DeepDriveMD / DeepDriveMD-pipeline

DeepDriveMD: Deep-Learning Driven Adaptive Molecular Simulations
MIT License
15 stars 9 forks source link

FileNotFoundError for on-the-fly yaml files (when EnTK access schema is not 'local' e.g., PSC Bridges) #32

Open lee212 opened 3 years ago

lee212 commented 3 years ago

In general, EnTK launches a job remotely (using ssh) and intermediate data need to be stored on target resources e.g., Summit or Bridges. Input/output data are transferred by the data staging feature (with sftp) and the ddmd on-the-fly YAML files i.e., stage0000_task0000.yaml have to be on the remote as well, not on a client-side. However, the recent test on Bridges2 with the current version of DDMD throws the error message like:

FileNotFoundError: [Errno 2] No such file or directory: ‘/home/nsanjrani/test_sim_13/molecular_dynamics_runs/stage0000/task0000/stage0000_task0000.yaml’
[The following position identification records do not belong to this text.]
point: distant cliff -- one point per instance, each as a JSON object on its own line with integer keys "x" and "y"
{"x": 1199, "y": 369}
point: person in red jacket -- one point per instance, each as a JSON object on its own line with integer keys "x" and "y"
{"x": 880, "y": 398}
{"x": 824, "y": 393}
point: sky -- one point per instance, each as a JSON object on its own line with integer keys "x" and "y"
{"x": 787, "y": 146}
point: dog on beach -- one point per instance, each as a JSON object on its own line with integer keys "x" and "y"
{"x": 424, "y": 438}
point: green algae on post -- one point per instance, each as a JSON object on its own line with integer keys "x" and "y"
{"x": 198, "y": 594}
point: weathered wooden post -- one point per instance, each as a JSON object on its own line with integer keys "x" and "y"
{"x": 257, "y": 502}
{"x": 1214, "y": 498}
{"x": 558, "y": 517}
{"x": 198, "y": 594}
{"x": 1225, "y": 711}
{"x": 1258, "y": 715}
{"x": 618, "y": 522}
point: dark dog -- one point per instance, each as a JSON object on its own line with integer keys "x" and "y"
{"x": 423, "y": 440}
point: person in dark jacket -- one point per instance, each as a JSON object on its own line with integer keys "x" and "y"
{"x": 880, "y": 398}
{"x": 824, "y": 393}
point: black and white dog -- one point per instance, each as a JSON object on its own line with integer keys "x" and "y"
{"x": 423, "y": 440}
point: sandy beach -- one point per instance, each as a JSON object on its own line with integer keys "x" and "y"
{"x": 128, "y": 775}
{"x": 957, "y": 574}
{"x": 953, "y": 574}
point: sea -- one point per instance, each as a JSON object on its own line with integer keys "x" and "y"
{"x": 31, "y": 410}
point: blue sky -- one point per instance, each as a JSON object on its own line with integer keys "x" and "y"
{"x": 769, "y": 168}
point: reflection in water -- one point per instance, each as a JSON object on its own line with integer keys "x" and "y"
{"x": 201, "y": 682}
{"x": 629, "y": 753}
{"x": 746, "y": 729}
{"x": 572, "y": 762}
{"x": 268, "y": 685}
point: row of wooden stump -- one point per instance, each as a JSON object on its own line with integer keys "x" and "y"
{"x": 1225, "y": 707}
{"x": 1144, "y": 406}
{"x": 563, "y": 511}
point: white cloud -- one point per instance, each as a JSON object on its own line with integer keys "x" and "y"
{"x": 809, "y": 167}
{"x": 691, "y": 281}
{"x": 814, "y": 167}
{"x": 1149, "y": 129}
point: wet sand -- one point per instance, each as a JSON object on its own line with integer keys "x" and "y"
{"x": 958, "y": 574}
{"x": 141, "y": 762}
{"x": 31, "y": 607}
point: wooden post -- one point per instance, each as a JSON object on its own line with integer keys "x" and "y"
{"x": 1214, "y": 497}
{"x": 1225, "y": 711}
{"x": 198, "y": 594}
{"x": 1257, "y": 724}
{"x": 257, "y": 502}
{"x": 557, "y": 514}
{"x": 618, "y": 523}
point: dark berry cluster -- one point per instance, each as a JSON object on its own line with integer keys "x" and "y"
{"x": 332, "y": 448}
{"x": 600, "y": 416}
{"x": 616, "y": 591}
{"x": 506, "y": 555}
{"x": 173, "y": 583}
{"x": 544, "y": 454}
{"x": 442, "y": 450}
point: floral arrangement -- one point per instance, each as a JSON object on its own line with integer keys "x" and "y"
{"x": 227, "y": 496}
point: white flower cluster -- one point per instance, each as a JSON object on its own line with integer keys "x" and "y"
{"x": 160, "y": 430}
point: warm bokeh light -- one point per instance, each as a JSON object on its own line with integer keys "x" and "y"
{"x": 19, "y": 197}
We might want to consider this client-remote use case and discuss a possible solution to separate them. Note that the content of a yaml file also needs to be updated because it contains a local path, (which works fine if local and remote reside on the same location like Summit). FYI the example of the content looks like this:

(client machine)$ more /home/nsanjrani/test_sim_13/molecular_dynamics_runs/stage0000/task0000/stage0000_task0000.yaml
experiment_directory: /home/nsanjrani/test_sim_13
stage_idx: 0
task_idx: 0
output_path: /home/nsanjrani/test_sim_13/molecular_dynamics_runs/stage0000/task0000
node_local_path: null
pdb_file: /home/nsanjrani/.../experiment/bba/system/1FME-unfolded.pdb
initial_pdb_dir: /home/nsanjrani/.../experiment/bba
reference_pdb_file: /home/nsanjrani/.../experiment/bba/system/1FME-unfolded.pdb

I will start to add some findings and describe an idea.

braceal commented 3 years ago

Thanks for posting this issue, Hyungro. I think it would require changes to the EnTK entry point script. Perhaps a remote path option could be added which copies the input YAML to a remote experiment_directory and also sets up the remote directories using ssh.

For another project we have used Python's fabric module for this type of functionality.

Here is an example:

from fabric import Connection
conn = Connection(config.hostname)
conn.run(f"mkdir {config.experiment_directory}")
# Other conn.run() calls ... 

The intermediate YAML files might also have to be created on the machine running the entry point so they would have to be copied to remote as well. It might take a bit of work to implement this solution but in theory it is one approach.